Excerpt
The patients were twin infants born in July, at 35 weeks of gestation, to a 31-year-old healthy mother by cesarean section because of transverse presentation. Apgar scores were 9/10 in both infants. Twin A developed neonatal distress at 30 minutes of life and needed nCPAP. Twenty-four hours later, the patient became lethargic, with septic appearance and a body temperature of 38°C. Laboratory investigation for presumed infection was performed and antibiotic therapy was empirically initiated. Laboratory results obtained showed a white blood cell count of 18.500/μL (31% segmented neutrophils, 20% band forms, 12% metamyelocytes), C-reactive protein (CPR) <5 mg/L, platelet count of 36.000/μL, reduced prothrombin activity (16%), and elevated liver function tests (aspartate (AST) and alanine (ALT) aminotransferase levels at 454 and 23 UI/L, respectively). Twin B remained afebrile and had a healthy appearance. Laboratory investigation was performed given the clinical context, and results were similar to the other twin. Thrombocytopenia and coagulopathy progressed despite frequent platelet and fresh frozen plasma transfusions. Liver enzyme levels were elevated on day of life 7 (AST: 3.234 UI/L; ALT: 755 UI/L). Ventricular contractility by cardiac ultrasound was normal. Spinal tap was not performed because of coagulopathy, but both cranial ultrasound and electroencephalogram were normal. Enterovirus RNA was detected by Real-time PCR (Nuclisens EasyQ Enterovirus) from nasopharynx, rectum, and plasma in both twins on day of life 5. Finally, RNA extract was submitted to the Enterovirus National Reference center of Majadahonda Madrid for genotyping with positive detection of Echovius-30. On reinterviewing the mother, a history of maternal flu-like syndrome 1 week before delivery was elicited. The result of a viral study in the mother was negative. Both infants had normal development and normal liver function at 1 year follow-up.

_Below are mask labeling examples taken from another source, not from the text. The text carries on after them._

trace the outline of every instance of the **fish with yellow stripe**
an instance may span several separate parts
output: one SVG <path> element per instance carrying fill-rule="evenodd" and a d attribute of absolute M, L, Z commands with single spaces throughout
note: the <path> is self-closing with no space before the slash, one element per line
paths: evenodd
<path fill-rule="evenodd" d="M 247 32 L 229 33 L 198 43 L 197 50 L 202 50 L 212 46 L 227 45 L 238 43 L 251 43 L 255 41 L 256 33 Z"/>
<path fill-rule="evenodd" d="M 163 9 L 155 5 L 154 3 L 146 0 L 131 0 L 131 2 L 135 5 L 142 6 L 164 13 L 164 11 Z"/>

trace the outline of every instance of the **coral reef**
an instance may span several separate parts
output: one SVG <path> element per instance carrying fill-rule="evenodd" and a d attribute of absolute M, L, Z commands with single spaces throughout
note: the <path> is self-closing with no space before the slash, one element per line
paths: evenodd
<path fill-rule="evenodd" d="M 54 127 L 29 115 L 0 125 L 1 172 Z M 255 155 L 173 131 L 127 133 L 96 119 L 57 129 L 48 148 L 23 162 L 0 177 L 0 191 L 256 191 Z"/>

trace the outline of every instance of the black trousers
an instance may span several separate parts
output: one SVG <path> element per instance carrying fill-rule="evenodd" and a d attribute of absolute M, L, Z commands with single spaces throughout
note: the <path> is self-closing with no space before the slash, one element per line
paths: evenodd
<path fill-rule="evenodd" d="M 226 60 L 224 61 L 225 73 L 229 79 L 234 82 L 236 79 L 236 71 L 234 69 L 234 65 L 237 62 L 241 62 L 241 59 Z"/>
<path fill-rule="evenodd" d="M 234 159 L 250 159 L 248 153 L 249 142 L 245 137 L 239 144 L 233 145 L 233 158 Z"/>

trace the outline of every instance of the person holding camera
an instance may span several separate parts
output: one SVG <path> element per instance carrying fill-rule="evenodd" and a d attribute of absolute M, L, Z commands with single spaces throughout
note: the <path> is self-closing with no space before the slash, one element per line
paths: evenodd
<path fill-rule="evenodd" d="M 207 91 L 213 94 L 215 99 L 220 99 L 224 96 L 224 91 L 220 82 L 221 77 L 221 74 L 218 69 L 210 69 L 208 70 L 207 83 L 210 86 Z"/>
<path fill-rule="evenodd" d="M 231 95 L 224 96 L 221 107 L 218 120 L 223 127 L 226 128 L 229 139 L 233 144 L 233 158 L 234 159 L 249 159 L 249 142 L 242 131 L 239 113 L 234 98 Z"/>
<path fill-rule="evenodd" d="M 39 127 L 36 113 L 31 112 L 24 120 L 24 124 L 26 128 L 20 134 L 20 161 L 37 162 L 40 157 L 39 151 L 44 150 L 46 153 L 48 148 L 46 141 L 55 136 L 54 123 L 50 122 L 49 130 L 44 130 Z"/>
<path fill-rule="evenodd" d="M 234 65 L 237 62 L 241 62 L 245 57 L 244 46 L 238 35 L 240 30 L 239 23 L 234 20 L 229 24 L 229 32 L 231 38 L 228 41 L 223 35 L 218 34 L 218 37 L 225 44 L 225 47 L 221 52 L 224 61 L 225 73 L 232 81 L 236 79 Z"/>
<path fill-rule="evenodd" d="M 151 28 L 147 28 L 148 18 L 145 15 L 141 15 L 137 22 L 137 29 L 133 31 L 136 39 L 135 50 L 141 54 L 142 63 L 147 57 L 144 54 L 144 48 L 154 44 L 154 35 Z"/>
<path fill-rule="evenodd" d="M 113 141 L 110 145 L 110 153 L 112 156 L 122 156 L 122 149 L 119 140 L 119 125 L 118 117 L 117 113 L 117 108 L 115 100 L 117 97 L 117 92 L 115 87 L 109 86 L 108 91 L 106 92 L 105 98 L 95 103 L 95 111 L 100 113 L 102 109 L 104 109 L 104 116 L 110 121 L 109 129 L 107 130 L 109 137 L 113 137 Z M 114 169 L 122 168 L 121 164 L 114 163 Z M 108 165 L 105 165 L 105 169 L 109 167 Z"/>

Potential indicators of an enteroviral etiology1 include presentation during summer and autumn, lack of risk factors for bacterial sepsis, history of maternal illness in the 2 weeks before delivery, and low CPR values. Severe infection in neonates presenting as hepatic failure is rare. To our knowledge, there is only 1 similar case in the literature related to echovirus-30.2 The association between raised liver enzymes and coagulopathy with mortality in echovirus infection has been recognized.3
Pleconaril, a potent viral replication inhibitor, is currently being tested for neonatal enteroviral infection in a randomized double-blinded placebo-controlled multicenter study.4 It was originally designed against rhinovirus infection but failed to get approval by the FDA because of CYP3A induction and potential drug interaction.